I want to suggest to include the most impressive Russian book about dystopian totalitarian society https://en.wikipedia.org/wiki/We_(novel) into the reading list. “Like all other citizens of One State, D-503 lives in a glass apartment building and is carefully watched by the secret police… He begins to have dreams, which disturbs him, as dreams are thought to be a symptom of mental illness.”
Dr. Peterson,
Yesterday marks the day I begin my journey to educating myself through reading intellectual books (the list on your blog will be my starting point) – starting with Maps of Meaning. I am terrified but thrilled to see what these books will do to me.
Thank you for sparking a turn point in my life – I see new worlds opening up. You have truly inspired me and continue to do so.

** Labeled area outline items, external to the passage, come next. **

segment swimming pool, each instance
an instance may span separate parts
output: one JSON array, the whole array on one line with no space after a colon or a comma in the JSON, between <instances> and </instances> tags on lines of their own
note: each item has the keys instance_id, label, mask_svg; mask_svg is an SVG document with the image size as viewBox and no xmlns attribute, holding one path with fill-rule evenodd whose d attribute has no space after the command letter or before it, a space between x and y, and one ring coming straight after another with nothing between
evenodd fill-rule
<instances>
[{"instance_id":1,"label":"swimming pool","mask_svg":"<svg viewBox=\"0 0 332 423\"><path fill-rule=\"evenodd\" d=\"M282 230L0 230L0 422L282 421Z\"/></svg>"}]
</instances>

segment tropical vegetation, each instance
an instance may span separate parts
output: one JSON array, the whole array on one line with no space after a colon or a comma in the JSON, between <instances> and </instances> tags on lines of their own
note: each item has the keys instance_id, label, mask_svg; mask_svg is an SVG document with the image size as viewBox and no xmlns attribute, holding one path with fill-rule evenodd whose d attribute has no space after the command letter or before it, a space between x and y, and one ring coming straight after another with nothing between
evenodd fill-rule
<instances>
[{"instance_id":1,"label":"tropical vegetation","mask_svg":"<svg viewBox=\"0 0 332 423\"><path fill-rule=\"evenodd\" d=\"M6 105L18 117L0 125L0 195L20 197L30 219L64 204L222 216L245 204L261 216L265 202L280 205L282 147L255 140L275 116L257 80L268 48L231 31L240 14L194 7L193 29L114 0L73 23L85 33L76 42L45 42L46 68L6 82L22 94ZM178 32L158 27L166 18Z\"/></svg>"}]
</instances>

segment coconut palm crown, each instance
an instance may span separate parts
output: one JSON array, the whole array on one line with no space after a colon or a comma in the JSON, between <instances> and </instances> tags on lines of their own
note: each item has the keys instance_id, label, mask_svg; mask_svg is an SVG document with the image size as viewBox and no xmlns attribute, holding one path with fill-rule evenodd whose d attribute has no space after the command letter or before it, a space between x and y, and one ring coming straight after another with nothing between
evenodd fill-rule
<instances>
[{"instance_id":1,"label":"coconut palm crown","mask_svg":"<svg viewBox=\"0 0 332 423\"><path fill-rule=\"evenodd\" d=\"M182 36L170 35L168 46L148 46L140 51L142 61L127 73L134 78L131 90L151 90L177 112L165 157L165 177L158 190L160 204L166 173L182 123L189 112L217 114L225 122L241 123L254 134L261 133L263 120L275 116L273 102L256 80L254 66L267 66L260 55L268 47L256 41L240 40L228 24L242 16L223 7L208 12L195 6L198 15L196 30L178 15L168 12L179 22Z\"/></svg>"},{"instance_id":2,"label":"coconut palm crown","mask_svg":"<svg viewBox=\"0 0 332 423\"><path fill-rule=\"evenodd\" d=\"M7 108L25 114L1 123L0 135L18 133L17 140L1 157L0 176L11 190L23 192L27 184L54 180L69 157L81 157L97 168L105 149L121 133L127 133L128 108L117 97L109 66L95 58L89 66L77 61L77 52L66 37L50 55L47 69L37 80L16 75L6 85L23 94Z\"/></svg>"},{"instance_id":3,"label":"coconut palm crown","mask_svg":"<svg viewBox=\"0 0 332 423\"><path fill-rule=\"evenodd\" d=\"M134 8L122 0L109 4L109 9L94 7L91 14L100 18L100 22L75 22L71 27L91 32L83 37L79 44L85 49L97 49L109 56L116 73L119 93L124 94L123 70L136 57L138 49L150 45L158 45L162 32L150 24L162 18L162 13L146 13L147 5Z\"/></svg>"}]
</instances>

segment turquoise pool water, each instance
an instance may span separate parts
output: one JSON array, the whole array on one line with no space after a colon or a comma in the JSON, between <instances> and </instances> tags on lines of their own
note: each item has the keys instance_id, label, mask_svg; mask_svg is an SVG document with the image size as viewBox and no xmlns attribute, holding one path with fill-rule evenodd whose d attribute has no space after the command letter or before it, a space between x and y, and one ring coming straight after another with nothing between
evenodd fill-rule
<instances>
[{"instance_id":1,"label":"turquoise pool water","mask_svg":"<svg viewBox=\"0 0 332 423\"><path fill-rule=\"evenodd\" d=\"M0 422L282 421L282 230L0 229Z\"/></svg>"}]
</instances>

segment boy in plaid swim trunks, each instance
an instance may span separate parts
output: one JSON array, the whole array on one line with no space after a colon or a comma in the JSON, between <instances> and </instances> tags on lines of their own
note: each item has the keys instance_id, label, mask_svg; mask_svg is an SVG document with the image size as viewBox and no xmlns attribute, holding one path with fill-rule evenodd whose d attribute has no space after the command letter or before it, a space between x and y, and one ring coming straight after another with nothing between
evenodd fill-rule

I stand strongly behind you.
You are a hero for what you are doing.
You are a Hero to me….Enjoy the Journey, may it become a true labour of Love for you… Mike West ♎
You should wear your frog mask to the debate.
Professor Peterson, thank you for posting your lectures on youtube, you helped me a lot and I think you are brilliant man!
I assume that you are very busy, but I would like to ask you some questions, I hope I’m not being rude for asking.
You talked excelentlly about Egyptian and Mesopotamian myths, you blow my mind, so I wondered why don’t you talk more about ancient Greek mythology?
When you say God, what do you exactly mean by that? Do you mean Jesus Christ, or more like unknown cosmological force? Do you have your own definition of God?
You said that rationalist thinkers thought that if we get rid of religion, everyone will turn into Rene Descartes, which did not happened, and that Voltaire’s opinion on religion is stupid. On the other side, do you think that if we perserve and spread religion again, that everyone will have your deep insight on the structure of belief systems and their meaning?
I’m asking this because we had civil war in Yugoslavia, where after the ,,religiuos awakening” in the 1990s, Catholics, Orhodox and Muslim started to kill each other, after 45 years of peace in socialism and atheism. Richard Dawkins use Yugoslavia as an example of why religion is bad and atheism is good, and also Scandinavian countries who are very non-religious but prosperous.
Thank you again for spreading knowledge around the world!
I wonder what would Jordan Peterson say about Julius Evola.
He believes that women are nature, chaos itself, and thus, because nature bestowed (and burdened) them with the ability to give birth (thus selective power), the power of sex, they aren’t inferior to men. He doesn’t believe in racism, thinks of MGTOW and misogynists in general as crybabies and is wholeheartedly disinterested in any kind of extremism, either from the far left or the far right. So I think that while he might have some positive remarks to say about Evola, I pretty much argue for his reject of him.
Dobrý deň from Slovakia, Professor Peterson!
I’m so thankful for those SJW people – thanks to them I bumped into your YT channel and your work. I’m a Catholic-raised psychology student with sometimes hyper-rational mind, and few years ago I fell into nihilism of some sorts. Your lectures showed me new ways (positive, at last!) of looking at things and I am really thankful for that. Thank you VERY much for this early Christmas present in a form of your book. I hope that by buying your book from Amazon I will support you in some way.
Fight the good fight and keep your faith.
Good luck. :)
P.S.: I would love to see you on the Joe Rogan’s podcast.
The required reading list is of the most important and relevant for coming to grip with the worst of evil in modern times. A few I have read. I hope to read them all. On being ask in an interview about your political affiliation you stated you were more religious than political. I am wondering why there are no religious scriptures of any kind on your list? I recognize that religion, myth, alchemy are all covered in your “Maps of Meaning”.